- Southern California
On May 6, 1924 voters approved a $400,000. bond issue for construction of a fireboat, a station to house it and auxiliary apparatus.
Following completion of L. E. Caverly's designs dated January 31, 1925, a $214,000 contract was awarded to the Los Angeles Shipbuilding and Drydock Corp. (Todd Shipyard) in San Pedro. The contract called for an October 1, 1925, delivery date. At 10:25 a.m., October 25, 1925, Mrs. Ralph J. Scott christened Los Angeles City No. 2 by breaking a bottle of fire-extinguishing foamite across the bow.
Commissioned December 2, 1925 the Los Angeles City No. 2 went into service 25 days later with a crew of 14, including a captain, a pilot, a mate, two engineers and nine firemen.
The triple screw, white-painted fireboat was riveted steel construction. Her length is 99.3", beam 19-feet, depth of hold 9-feet, 152 gross tons and fuel capacity 2156 gal.
Originally the Los Angeles City No. 2 was powered by seven 350-horsepower, 6-cylinder in-line Winton gasoline engines. Three of these Wintons drove the center, port and starboard propellers for a top rated speed of 17 knots (the fastest fireboat afloat). The four other Wintons operated the forward-mounted pumps. Increased pumping capacity resulted from the dual capability of the two wing propulsion engines when they were switched from propulsion to pumping mode. There are six Byron Jackson four-stage centrifugal pumps mounted in pairs forward of the propulsion system. Each is rated at 1700 G.P.M. at 200 psi., for a total output of 10,200 G.P.M.
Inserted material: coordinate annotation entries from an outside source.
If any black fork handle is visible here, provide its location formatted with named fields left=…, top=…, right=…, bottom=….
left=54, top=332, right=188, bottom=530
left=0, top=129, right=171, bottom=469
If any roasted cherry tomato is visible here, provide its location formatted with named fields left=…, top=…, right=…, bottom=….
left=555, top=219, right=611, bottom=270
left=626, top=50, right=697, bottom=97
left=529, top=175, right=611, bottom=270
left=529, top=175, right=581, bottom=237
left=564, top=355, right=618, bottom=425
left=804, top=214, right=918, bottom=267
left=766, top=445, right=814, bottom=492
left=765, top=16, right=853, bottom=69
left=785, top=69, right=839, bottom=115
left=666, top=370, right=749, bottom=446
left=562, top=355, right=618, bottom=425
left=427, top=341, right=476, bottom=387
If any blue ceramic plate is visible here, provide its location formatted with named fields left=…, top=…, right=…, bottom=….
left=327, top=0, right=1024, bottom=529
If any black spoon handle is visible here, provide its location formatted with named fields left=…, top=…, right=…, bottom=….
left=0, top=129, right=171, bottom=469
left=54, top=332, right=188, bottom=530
In 1945 the seven Winton propulsion engines were replaced by Hall Scott engines. Two 625 H.P. V-12 Hall Scott Defenders drive the outboard screws. A 275 H.P. 6-cylinder in-line Hall Scott Invader drives the center screw.
LISTED ON THE NATIONAL REGISTER OF HISTORIC PLACES, REF. NO. 89001430,
DESIGNATED A NATIONAL HISTORIC LANDMARK, 6/30/89.